The waitress went off. Cord smiled at us brightly.

'You boys talked things out,' he said.

'Relentlessly,' I said. 'Why do you think your wife suddenly ended your marriage?'

'Must we?' Cord said.

'We must.'

'Well, as you've heard Pud suggest, albeit coarsely, our marriage was in some ways a sham. I was able to…' He paused, thinking how to say it. 'Service her, I guess. But in more nontraditional ways.'

'Okay, you were sexually mismatched,' I said. 'You both must have known that for a long time.'

'Yes. I had hoped when we married that I could make a go of it, but…'

'But you couldn't get it up,' Pud said.

Cord looked a little embarrassed. I assumed it was the language rather than the fact.

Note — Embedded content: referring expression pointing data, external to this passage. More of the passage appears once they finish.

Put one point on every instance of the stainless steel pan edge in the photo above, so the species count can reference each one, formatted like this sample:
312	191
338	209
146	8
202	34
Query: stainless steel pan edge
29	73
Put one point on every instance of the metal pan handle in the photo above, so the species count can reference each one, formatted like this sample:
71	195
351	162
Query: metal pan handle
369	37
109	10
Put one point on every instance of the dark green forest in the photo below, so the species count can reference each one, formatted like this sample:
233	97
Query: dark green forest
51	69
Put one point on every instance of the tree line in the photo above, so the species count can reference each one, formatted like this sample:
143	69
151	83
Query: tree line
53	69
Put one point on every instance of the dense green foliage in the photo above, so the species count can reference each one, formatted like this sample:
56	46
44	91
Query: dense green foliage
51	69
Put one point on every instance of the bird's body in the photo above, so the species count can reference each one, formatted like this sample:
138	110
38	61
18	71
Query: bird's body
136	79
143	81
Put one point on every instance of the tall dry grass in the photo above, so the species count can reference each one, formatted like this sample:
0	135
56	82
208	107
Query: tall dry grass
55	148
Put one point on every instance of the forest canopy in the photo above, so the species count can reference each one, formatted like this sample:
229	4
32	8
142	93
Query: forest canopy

'Well, you did make a go, after all,' I said. 'How long have you been married?'

'Eight years.'

'Any good ones?'

'Sex aside, yes. Stonie and I were pretty good friends.'

'I'm not sure there is a sex aside,' I said. 'But why now?'

'Why did we break up now?'

'Yes.'

The waitress returned with a cup of hot water, a tea bag, and toast with a pat of butter on each slice and a couple of little packets of grape jelly on the side. Pud said yes to more coffee. I said no.

'You got some kinda pie over there?' Pud said.

'Peach,' she said.

'I'll have a slice. No sense drinking all this coffee without no pie.'

The waitress smiled automatically and went for the pie. Cord dropped the tea bag in his hot water and jiggled it carefully.

'I've asked myself the same question,' Cord said. 'And it always comes back to Penny.'

I waited. He jogged his tea bag, checking the color of the tea. The waitress came back and put a fork and a piece of pie down in front of Pud, put the check down beside it, and left. I picked up the check.

'Penny decided we should go,' Cord said.

'Why did she?'

'I have no idea,' Cord said. 'You, Pud?'

'She never liked either one of us much,' Pud said.

'I don't agree,' Cord said. 'She may have disapproved of you, Pud. All that boozing, and the macho business. But I thought Penny liked me.'

'Guess you were wrong,' Pud said.

'What do you guys know about Delroy?' I said.

'Pretty good guy,' Pud said.

'A fascist bully,' Cord said.

'How long has he worked for the Clive family?' I said.

'Before I showed up,' Pud said.

'Yes,' Cord said. 'He was there when Stonie and I got married.'

'Always security?'

'More or less,' Cord said.

'He'd get me out of the trouble booze got me into,'

Pud said. 'And he'd get Cord out of the trouble his dick got him into.'

'What kind of trouble?' I said.

Pud ate the last bite of his pie. 'Me? Drunk and disorderly. Soliciting sex from an undercover cop-the bitch. DWI. That kind of stuff.'

'What did he do to fix it?'

'Hell, I don't know. I just know he'd come and get me from jail or whatever and bring me home and tell me to clean up my act. And I never heard about the charges again.'

'You?' I said to Cord.

'He's done the same sort of thing for me,' Cord said.